En 1974, Philip Glass a déjà composé un grand nombre d'oeuvres, non seulement pour la compagnie théâtrale Mabou Mines (dont il est l'un des co-fondateurs), mais aussi et surtout pour son propre ensemble, le Philip Glass Ensemble. Cette époque culmine avec Music in 12 Parts et atteint son apogée en 1976 avec l'opéra Einstein on the Beach (en collaboration avec Robert Wilson), épopée de 4 heures et demie, considérée aujourd'hui comme un des événements marquants du théâtre musical du XXe siècle. Depuis Einstein on the Beach, les compositions de Glass vont de l'opéra (Satyagraha, Akhnaten, The Making of the Representative for Planet 8, The Fall of the House of Usher, The Juniper Tree, Hydrogen Jukebox) aux musiques de films (Koyaanisqatsi, Mishima, The Thin Blue Line, Powaqqatsi, A Brief History of Time, Candyman) en passant par la danse (A Descent into the Maelstrom, In the Upper Room) et des pièces pour le théâtre aussi inclassables que The Photographer, 1000 Airplanes on the Roof et The Mysteries and What's so Funny ?.
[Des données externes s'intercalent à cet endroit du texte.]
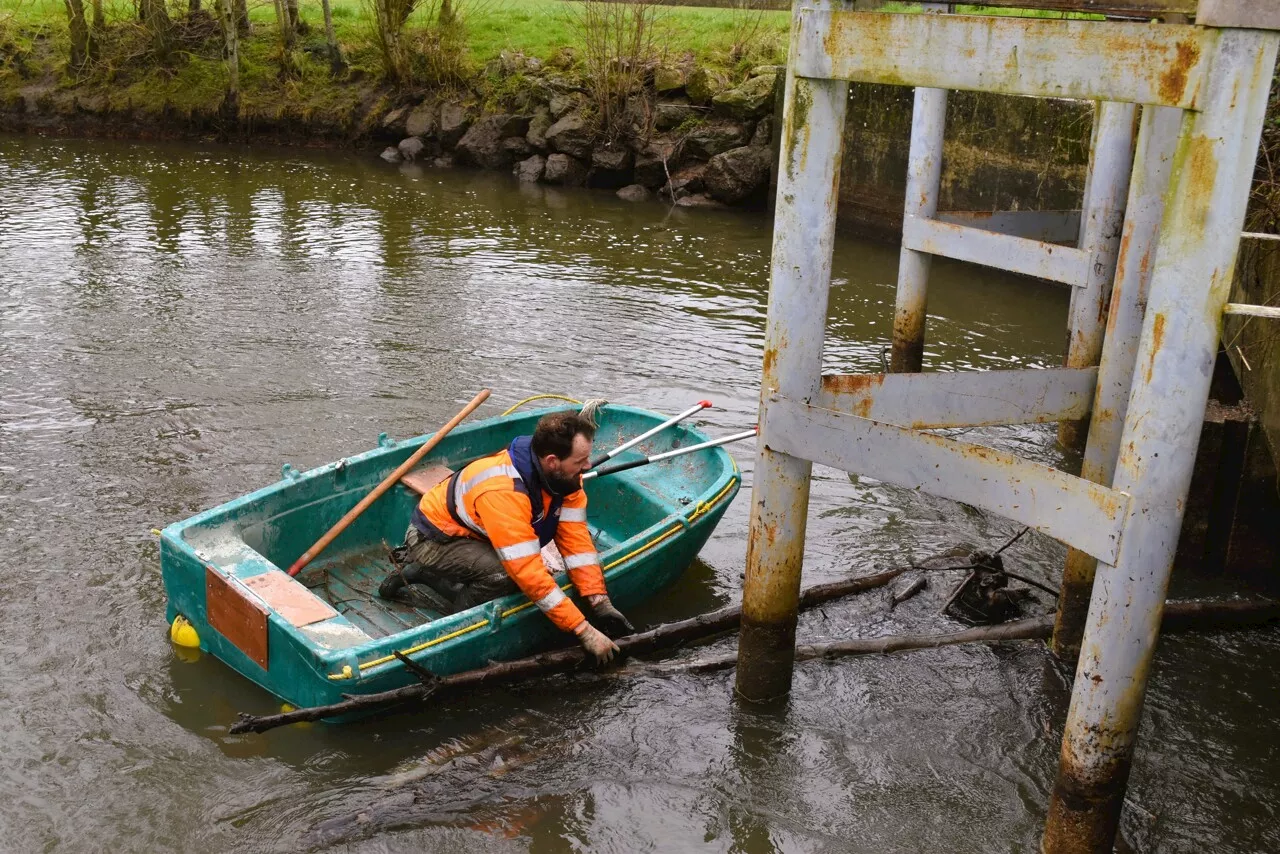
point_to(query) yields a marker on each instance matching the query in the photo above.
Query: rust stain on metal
(1173, 82)
(858, 387)
(1156, 343)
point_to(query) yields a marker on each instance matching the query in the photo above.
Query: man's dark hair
(554, 433)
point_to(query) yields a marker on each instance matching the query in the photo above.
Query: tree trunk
(336, 62)
(295, 21)
(225, 10)
(391, 16)
(155, 18)
(286, 23)
(81, 39)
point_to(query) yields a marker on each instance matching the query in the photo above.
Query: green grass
(35, 46)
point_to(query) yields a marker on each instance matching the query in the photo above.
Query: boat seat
(420, 480)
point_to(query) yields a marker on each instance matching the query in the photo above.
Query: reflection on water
(178, 322)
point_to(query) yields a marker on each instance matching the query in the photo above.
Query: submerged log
(1179, 616)
(562, 661)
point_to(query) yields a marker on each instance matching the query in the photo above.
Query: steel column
(1189, 284)
(1101, 220)
(923, 179)
(804, 233)
(1157, 140)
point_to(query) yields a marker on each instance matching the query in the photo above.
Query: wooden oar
(626, 446)
(387, 484)
(668, 455)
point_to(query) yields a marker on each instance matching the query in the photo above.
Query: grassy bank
(35, 46)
Il vient d'achever Itaipu, oeuvre de grande envergure pour choeur et orchestre ; Low Symphony, basée sur l'album de David Bowie Low ; la Symphonie No 2, commande du Brooklyn Philharmonic ; l'opéra The Voyage ; la Symphonie No 3, commande pour l'Orchestre de Chambre de Stuttgart ; The Witches of Venice, ballet de Beni Motressor et commande du Teatro alla Scala ; et deux opéras d'après les films de Jean Cocteau, Orphée et La Belle et la Bête. Trois collaborations avec Robert Wilson sont en projet : White Raven, opéra commandé par le Portugal pour commémorer son histoire des découvertes ; Monsters of Grace, pièce pour théâtre musical avec le Philip Glass Ensemble et TSE. La dernière partie de la trilogie de Cocteau, pièce pour théâtre chorégraphique d'après Les Enfants Terribles, créée en mai 1996 et The Heroes Symphony, d'après Heroes de David Bowie, sont sorties chez Point Music.